For many years, we have read numerous reports about the commercialisation of nanotechnology, or lack of, from sources ranging academic research papers to the commercial and consumer media.
Almost every week there’s another report about the size of the market, or several patents coming out of the likes of the US and China, but are we starting to see a new breed of entrepreneur who are seizing the commercial opportunities yet to be exploited in nanotechnology?
In my capacity as Chairman of The World Nano Foundation, I see first-hand how an expanding group of entrepreneurs are taking nanotechnology products to markets, often utilizing IP which has previously sat idle in the patent libraries. In the last six months, we have witnessed companies securing multi-million (even billion) dollar deals in the across the world.
The USA has always led in nanotechnology investment, but we have recently seen large economies, such as China, move towards a more innovation-driven economy, which has led to a growing interest, and investment, in the commercialisation of nanotechnology. I have also seen first-hand how countries such as those in the Middle-East are looking to invest heavily in nano innovations, as they try to divest outside their traditional oil based commodities.
China, for example, has realised that to maintain its double-digit growth annually, it needs to divert some of its 10 million+ manufacturers into collaborating with western nanotechnology innovation. Opening their own markets to new partners from around the globe is key to their strategy. China’s one belt, one road global expansion policy, is driving international collaboration, investment and innovation across the country to solve economic, social and environmental issues. Last year, China filed more US patents in nanotechnology than the US itself and invested more in technology in the US by June 2016 than US investors did in the whole of the previous year.
The US have however, announced further ongoing multi-billion-dollar investment in Nanotechnology research through their NNI programme in 2017, with much more emphasis on real commercialisation of these initiatives. Notably, we have seen the likes of Boston and Chicago become a beacon for commercialisation, even stealing ground from innovation centers such as Silicon Valley.
Investors and Executors
We are also seeing a new breed of engaged investors, uninterested in old VC models of funding, backing innovators who can execute in commercial markets and develop brands with strong IP, manufacturing capability and scale up. The money’s there, the proven technology is there, but finding those that can execute their visions; those successfully building markets and brands in the global arena of nanotechnology is where we currently see the biggest gap.

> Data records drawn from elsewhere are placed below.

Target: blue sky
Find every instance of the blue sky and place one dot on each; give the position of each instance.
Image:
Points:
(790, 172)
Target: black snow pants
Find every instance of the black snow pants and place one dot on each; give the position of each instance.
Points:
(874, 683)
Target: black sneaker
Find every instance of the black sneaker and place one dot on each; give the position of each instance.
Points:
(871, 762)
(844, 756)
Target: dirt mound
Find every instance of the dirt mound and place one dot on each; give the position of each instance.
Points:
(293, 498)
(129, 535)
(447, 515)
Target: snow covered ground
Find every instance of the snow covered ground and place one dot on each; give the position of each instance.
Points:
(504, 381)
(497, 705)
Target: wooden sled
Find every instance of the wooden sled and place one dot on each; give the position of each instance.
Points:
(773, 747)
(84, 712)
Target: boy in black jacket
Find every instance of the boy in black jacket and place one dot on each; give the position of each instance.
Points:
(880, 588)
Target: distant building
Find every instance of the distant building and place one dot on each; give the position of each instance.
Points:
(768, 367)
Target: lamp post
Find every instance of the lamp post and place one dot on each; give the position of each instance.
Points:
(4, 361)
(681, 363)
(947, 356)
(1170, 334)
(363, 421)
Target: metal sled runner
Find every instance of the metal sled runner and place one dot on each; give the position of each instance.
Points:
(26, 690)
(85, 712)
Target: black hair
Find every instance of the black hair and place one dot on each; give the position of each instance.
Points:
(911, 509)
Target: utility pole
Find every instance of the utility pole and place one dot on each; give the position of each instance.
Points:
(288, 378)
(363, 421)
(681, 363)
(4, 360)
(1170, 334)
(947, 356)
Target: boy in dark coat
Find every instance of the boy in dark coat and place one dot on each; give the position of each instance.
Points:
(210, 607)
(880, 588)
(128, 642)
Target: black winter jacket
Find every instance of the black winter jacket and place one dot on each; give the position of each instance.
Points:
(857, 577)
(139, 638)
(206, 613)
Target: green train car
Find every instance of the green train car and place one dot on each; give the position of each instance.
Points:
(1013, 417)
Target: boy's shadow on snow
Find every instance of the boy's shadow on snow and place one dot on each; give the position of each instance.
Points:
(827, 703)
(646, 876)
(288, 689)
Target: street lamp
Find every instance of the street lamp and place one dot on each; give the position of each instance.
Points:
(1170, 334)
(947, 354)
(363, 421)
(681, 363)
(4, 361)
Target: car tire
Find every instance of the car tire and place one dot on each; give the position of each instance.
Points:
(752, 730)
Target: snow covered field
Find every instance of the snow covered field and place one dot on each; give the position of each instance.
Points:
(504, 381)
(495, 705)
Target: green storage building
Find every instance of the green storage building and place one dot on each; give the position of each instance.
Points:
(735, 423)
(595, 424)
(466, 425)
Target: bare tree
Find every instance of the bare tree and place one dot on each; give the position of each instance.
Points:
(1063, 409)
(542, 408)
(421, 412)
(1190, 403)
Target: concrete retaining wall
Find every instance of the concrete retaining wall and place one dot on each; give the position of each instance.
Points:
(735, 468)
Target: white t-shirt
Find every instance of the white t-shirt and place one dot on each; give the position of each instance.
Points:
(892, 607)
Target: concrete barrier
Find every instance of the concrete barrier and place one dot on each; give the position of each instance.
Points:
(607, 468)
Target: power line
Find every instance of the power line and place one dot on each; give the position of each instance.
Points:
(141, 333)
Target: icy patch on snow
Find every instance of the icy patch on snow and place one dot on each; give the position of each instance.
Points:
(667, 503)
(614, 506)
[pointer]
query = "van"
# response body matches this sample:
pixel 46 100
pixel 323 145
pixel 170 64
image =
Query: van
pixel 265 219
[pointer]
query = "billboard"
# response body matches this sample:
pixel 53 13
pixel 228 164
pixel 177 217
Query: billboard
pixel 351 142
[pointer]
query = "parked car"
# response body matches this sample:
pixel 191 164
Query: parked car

The investment environment’s right, the technology is right, but the understanding of how to access and market oneself across different regions is key to the commercial success stories coming through over the next few years and beyond.
Many investors, family offices and philanthropists are making much larger strategic investments in nanotechnology projects than ever before. The big questions that always need satisfying though are “Is your market accessible or is there a big gorilla on the patch who won’t take kindly to you taking their banana? “Does the team have the market knowledge as well as the technical knowledge? “Is the IP strong and can you build a brand that can access a global market?” If the answer is yes to all these questions, then we know that the investment is viable.
Often it is not the best mouse trap innovation that wins the day it is those that understand and can commercialise all the regional markets around the world. So, nanotechnology innovations are going to change our world for generations to come, but only if they have the people with the vision, determination and know-how of executing a commercial plan not just a set of proven research papers and that’s fact not fiction.